Expert: Paul Klarreich - 4/10/2007

Question
hi i need some clarification with problems involving 'summation' of series.From here on i will use 'E' to represent sigma or summation.this is a problem i did: Given that (r=1 to n)E(r) = (n/2)(n+1), show that (r=1 to n)E(3r+1) = (1/2)n(3n+5).This is the reasoning i used Ur=Sr-S(r-1)where Ur(rth term), Sr and S(r-1)(sum of 1st r terms and sum of 1st (r-1) terms)we get: (1/2)r(3r+5)-[(1/2)(r-1)3(r-1)+5] = (1/2)[3r^2+5r-[(r-1)(3r+2)]]=(1/2)[3r^2-3r^2+5r+r+2]=3r+1 as required(this is true for the second summation (am i correct?) but i did not use the 1st summation as i believe the question required (is this allowed?)).

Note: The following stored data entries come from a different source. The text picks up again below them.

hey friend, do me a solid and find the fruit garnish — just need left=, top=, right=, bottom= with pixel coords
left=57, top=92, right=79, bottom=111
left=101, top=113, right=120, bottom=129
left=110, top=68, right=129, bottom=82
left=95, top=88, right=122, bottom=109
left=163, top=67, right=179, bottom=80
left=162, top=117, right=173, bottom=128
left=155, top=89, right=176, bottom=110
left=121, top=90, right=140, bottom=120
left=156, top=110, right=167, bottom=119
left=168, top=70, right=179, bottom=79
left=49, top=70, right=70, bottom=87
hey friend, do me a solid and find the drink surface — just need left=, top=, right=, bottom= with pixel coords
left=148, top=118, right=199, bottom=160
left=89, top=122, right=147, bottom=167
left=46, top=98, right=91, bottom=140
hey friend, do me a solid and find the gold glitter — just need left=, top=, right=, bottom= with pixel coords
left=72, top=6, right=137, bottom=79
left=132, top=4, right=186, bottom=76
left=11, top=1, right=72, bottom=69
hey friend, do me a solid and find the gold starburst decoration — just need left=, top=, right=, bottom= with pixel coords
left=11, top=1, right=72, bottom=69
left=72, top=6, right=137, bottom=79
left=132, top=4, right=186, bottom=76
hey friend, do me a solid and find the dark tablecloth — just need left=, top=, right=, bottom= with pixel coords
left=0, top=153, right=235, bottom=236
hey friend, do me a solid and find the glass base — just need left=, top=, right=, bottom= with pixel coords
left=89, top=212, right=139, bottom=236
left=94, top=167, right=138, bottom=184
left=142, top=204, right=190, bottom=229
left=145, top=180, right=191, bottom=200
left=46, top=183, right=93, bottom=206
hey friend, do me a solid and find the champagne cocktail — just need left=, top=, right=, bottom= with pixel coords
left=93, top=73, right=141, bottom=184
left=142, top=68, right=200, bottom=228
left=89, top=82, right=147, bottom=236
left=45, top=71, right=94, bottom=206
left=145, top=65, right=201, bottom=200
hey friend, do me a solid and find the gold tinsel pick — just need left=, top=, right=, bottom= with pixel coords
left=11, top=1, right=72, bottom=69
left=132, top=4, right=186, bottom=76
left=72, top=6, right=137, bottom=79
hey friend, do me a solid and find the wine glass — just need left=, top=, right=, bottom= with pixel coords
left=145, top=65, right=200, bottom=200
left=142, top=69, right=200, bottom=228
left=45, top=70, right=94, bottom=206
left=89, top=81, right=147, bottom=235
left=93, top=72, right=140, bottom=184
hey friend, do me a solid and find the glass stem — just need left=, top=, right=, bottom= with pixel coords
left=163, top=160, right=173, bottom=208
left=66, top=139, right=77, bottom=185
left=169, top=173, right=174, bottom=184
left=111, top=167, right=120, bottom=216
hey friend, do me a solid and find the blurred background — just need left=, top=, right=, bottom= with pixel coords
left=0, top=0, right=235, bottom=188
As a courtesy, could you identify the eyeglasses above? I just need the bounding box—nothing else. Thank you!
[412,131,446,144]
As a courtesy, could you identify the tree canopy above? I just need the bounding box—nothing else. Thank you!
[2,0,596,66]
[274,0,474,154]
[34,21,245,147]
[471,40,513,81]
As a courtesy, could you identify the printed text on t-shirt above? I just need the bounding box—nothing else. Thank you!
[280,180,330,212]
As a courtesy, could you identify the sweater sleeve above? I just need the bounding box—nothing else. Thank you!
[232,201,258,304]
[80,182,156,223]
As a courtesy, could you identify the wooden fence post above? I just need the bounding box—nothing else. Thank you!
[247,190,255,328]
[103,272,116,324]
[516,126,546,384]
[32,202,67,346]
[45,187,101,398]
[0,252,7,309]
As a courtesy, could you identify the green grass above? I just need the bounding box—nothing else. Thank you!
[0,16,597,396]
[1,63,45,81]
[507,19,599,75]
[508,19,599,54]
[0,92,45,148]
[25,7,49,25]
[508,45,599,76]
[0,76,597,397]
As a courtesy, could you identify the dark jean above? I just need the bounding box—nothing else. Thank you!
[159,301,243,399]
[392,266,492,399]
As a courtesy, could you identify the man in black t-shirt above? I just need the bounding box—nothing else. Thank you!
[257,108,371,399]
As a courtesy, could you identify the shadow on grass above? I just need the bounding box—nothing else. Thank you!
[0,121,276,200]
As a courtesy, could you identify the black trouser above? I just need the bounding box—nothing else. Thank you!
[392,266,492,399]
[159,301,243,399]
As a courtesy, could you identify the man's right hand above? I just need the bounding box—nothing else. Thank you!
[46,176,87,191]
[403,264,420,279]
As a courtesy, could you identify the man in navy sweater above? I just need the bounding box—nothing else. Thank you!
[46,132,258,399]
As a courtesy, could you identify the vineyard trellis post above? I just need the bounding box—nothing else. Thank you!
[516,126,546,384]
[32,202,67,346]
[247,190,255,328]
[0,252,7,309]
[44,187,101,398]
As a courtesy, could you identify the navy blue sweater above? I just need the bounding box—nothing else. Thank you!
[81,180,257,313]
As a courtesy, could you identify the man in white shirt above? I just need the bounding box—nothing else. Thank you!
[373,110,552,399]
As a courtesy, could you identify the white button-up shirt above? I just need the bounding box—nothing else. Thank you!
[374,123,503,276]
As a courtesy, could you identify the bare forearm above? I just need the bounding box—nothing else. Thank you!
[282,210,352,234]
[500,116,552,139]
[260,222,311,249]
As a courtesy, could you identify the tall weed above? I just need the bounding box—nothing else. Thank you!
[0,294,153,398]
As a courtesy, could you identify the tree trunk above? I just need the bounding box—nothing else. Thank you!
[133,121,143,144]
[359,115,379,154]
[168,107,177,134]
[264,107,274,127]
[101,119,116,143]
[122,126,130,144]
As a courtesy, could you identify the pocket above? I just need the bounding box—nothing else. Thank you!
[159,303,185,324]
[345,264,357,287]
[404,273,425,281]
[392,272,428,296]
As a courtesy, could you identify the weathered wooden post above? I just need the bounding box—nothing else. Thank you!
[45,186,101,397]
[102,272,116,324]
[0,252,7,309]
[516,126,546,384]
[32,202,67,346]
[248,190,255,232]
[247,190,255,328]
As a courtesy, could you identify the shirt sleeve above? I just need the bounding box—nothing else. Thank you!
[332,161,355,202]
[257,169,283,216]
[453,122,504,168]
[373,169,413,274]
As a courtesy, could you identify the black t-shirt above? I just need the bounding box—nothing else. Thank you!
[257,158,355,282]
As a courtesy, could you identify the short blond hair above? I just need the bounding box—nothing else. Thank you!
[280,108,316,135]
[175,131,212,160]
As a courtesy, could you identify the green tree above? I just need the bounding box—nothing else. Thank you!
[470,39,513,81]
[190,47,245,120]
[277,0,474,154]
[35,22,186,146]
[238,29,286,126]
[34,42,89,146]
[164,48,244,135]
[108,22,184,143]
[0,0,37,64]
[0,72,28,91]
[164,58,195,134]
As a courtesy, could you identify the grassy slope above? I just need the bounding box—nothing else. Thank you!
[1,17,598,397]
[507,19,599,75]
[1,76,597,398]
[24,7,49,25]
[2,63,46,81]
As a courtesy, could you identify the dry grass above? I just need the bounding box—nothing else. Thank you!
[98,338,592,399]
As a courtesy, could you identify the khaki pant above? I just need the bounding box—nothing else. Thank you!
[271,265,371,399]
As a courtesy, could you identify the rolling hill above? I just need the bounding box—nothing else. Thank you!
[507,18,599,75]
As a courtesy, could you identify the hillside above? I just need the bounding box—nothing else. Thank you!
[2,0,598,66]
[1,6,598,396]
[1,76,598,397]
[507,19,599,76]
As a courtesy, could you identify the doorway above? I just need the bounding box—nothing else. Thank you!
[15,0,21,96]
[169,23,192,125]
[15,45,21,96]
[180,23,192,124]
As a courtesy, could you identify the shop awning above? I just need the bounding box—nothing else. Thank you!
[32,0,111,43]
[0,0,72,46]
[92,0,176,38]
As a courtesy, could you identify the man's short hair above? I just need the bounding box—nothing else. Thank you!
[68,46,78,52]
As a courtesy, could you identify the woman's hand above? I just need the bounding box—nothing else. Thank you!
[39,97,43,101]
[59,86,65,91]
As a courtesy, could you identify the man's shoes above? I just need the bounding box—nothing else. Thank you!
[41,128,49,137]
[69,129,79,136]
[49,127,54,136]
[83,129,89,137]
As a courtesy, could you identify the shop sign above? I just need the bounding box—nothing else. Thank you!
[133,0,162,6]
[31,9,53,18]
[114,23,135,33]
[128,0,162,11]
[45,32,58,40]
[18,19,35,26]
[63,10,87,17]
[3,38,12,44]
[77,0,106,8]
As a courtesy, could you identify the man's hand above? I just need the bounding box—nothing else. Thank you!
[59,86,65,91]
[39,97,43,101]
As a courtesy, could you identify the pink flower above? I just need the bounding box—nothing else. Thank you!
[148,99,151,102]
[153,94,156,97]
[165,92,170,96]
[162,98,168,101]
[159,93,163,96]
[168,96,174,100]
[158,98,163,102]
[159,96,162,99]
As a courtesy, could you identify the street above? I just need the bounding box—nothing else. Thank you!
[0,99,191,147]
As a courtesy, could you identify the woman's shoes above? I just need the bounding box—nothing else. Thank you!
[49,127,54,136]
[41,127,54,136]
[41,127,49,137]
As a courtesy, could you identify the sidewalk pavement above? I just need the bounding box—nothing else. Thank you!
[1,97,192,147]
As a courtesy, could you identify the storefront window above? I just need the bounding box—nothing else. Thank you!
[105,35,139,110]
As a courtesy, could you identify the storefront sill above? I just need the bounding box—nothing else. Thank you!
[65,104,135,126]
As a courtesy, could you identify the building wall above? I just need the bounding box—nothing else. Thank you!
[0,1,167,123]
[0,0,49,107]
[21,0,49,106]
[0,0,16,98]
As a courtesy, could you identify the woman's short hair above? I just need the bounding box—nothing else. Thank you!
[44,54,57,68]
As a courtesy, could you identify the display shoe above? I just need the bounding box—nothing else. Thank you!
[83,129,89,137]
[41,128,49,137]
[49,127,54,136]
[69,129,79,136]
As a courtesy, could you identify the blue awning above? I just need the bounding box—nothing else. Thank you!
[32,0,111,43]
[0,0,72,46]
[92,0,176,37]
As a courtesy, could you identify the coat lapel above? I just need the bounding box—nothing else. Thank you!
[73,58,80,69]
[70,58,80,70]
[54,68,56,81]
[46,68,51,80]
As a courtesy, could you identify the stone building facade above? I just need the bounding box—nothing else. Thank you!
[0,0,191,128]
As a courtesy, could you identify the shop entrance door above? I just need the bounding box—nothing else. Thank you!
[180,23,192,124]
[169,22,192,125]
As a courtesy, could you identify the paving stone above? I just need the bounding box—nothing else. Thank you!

My biggest problem now is how to solve problems such as these (don't know where or how to begin): Express in terms of 'n' and in the simplest form (i)  (r=1 to 2n)E(r) ; (ii)  (r=n+1 to 2n)E(r)  Thank you in advance

Answer
Hi, John,

I am going to change your notation a bit, using SUM instead of your E, and making the dummy variable 'k' instead of 'r'.

So you are starting with these formulas:

WARNING: THIS DISCUSSION MAY CONTAIN FRACTIONS AND OTHER MATERIAL DIFFICULT TO VIEW ON CERTAIN COMPUTING SYSTEMS.  VIEW IT IN A FIXED-SIZE FONT, SUCH AS COURIER.

Well-known formula 1:
n      n(n+1)
SUM k = ------
k=1       2

Well-known formula 2: (Which you didn't write, but I think you can figure it out.)
n
SUM 1 = n
k=1

Now you want to compute this summation.

n
SUM (3k + 1) =
k=1

Use these ideas:

I. SUMMATION of a SUM is the SUM of the SUMMATIONS.

SUM (A + B) = SUM(A) + SUM(B)

II. A constant factor can be factored out.

SUM (cA) = c SUM(A)

Now we can do it:

n
SUM (3k + 1) =
k=1

SUM (3k) + SUM(1) =

3 SUM k + SUM(1) =
 n(n+1)
3 ------ + n
   2

and the rest is just algebra:
3n^2 + 3n
--------- + n =
   2
3n^2 + 3n + 2n
-------------- =
   2
3n^2 + 5n
---------- =
   2
n(3n + 5)
----------
   2